Consider two system $X$ and $Y$ described by probabilities distribution.
We define the conditionnal entropy of $X$ knowing $Y$ as :
$$S_{X|Y}=\sum_y p(y) \left( - \sum_{x} p(x|y) \log(p(x|y)) \right) $$
If I understood well, this quantity is supposed to quantify the entropy of $X$ once I know my system $Y$.
In a way I understand the definition, $-\sum_{x} p(x|y) \log(p(x|y))$ is the entropy of $X$ once I know for sure the state in which $Y$ is : $y$.
Then, I do the average on all the possible states of $Y$ doing the : $\sum_y p(y)$.
So things are confused in my mind : $S_{X|Y}$ quantifies the lack of information on $X$ once we know $Y$. But in the same time, we don't know $Y$.

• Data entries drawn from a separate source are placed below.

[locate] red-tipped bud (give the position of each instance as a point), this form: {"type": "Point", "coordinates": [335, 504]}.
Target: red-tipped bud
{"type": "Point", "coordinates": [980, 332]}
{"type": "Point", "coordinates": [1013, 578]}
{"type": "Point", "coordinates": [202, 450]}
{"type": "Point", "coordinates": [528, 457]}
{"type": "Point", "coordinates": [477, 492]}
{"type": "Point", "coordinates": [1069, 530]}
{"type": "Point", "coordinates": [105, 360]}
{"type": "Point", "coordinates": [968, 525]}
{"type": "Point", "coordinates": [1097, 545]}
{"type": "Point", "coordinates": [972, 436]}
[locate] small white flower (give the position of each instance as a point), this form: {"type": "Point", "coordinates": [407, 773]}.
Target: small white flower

I could say that this quantity thus quantify the lack of information on $X$ once we know $Y$ (which is lower than the lack of information without knowing $Y$). But as we don't know $Y$ we do the average on all possible outcomes of $Y$.
But for me it doesn't really mean anything to say this : we know $Y$ or we don't. This is why I am a little lost.
I would like to have a clear explanation of what is happening here, I think I miss a step in the reasoning. What does really mean the quantity $S_{X|Y}$.